In a new report, Human Rights Watch said that Israel is pursuing an apartheid policy toward the Palestinian population in both Israel and the Palestinian territories. According to the human rights organization, Israel is thus trying to “preserve the control of Israeli Jews over the Palestinians.”
The Israeli government responded strongly to these allegations, and spoke of an “incorrect report.” Consequently, Human Rights Watch undermines Israel’s right to exist as the state of the Jewish people, says Minister Beton for Strategic Affairs and Public Diplomacy.
The use of the term “apartheid” appears to refer to a policy of structural discrimination that has been in place in South Africa for decades, but that is not what Human Rights Watch is about. The organization says that specific Israeli actions and rules can be considered an apartheid under international law. Apartheid is a crime against humanity.
They were stripped of their possessions, imprisoned, and subjugated.
In the 200-page report, Human Rights Watch noted that 6.8 million Israeli Jews and about the same number of Palestinians live between Jordan and the Mediterranean Sea, but that Israelis have ruled the area for decades.
“In almost all aspects of life, the Jewish population enjoys structural privileges from the Israeli authorities, and discrimination is made against Palestinians,” the report said.
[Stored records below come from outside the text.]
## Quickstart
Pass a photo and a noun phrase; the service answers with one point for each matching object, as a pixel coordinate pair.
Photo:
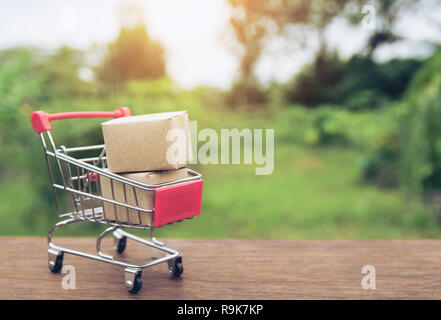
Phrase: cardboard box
(146, 199)
(159, 141)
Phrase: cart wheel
(175, 267)
(133, 280)
(137, 285)
(55, 260)
(121, 245)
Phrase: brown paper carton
(159, 141)
(145, 198)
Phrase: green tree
(132, 56)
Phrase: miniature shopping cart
(75, 175)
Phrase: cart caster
(119, 242)
(55, 261)
(175, 267)
(133, 280)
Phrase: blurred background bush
(358, 139)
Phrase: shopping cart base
(133, 273)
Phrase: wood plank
(232, 269)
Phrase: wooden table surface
(231, 269)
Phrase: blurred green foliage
(358, 83)
(133, 55)
(376, 122)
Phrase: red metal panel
(177, 202)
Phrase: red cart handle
(41, 121)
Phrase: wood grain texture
(232, 269)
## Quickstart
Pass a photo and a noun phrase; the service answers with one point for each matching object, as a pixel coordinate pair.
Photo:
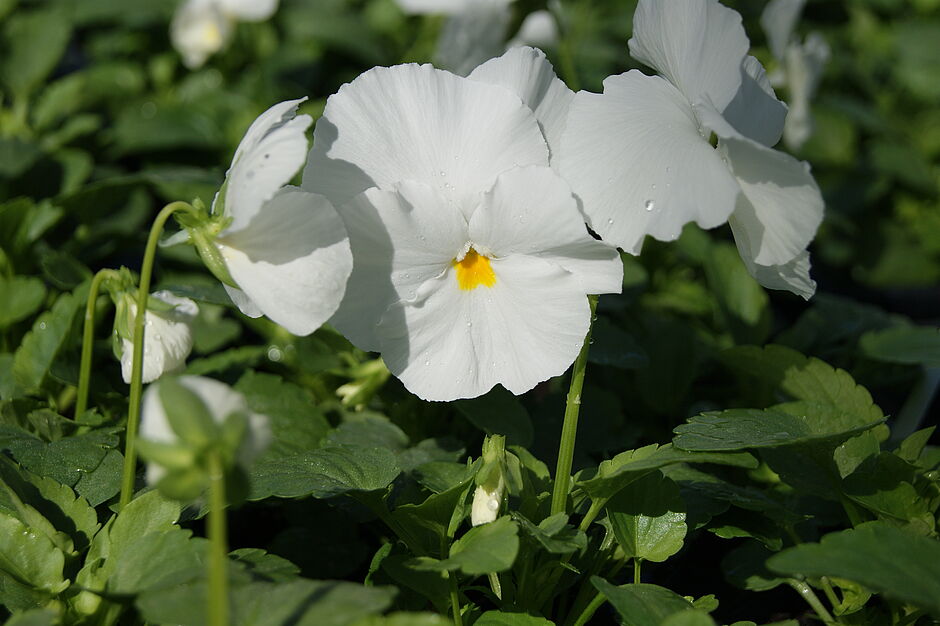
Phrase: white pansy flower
(471, 259)
(800, 65)
(640, 159)
(168, 337)
(221, 401)
(200, 28)
(281, 251)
For example, according to Human Rights Watch, Palestinians were “subjected to a greater or lesser extent to confiscation of their property, imprisonment, forcible separation, and subjugation on the basis of their origins.”
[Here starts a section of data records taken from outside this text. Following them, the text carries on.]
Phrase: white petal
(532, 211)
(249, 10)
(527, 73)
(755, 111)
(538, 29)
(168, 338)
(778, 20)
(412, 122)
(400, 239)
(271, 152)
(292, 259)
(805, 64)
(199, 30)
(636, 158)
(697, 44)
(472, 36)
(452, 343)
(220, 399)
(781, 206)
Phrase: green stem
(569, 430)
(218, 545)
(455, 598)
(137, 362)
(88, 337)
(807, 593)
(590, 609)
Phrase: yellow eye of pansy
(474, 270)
One of the main pain points for the human rights organization is that residents of Jewish settlements in the occupied West Bank enjoy more rights than Palestinians. For example, there are methods that can only be used by Jews.
Moreover, Palestinians in the West Bank are subject to military law and Jews to civil law, which provides much greater protection. The report concluded that the right to self-determination is reserved for Jews.
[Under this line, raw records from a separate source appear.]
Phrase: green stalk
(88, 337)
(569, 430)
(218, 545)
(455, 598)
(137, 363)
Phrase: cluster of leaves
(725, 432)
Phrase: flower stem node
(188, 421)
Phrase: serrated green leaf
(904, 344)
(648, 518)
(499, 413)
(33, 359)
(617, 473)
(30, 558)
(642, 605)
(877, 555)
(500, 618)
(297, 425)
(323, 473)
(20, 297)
Hardly any freedom of movement
Even in occupied East Jerusalem, which Israel considers part of Israel itself, Palestinian residents enjoy a status that affords them fewer rights. According to Human Rights Watch, the fact that the Palestinian population is divided between the Gaza Strip, the West Bank and Israel, with solid borders and hardly any freedom of movement, contributes to the repression.
It is true that 1.6 million Palestinian residents of Israel enjoy positive and negative voting rights, but this is not sufficient to be free from institutional discrimination, says the human rights organization. In practice, they are not permitted to enter much of Israel; They live on only 3% of Israeli land, according to Human Rights Watch.
‘Anti-Israel campaign’
Israel describes the allegations as “absurd” and “false” and says that Human Rights Watch is waging a campaign against Israel that “has nothing to do with reality.” According to the Israeli government, Human Rights Watch has been seeking an international boycott of Israel for years.
Israel notes that the report was written by Omar Shakir, head of the Israeli-Palestinian branch of Human Rights Watch. Shaker is an American of Iraqi origin who was expelled by Israel in 2019 for allegedly supporting the movement that wants to boycott Israel. He himself contradicts it.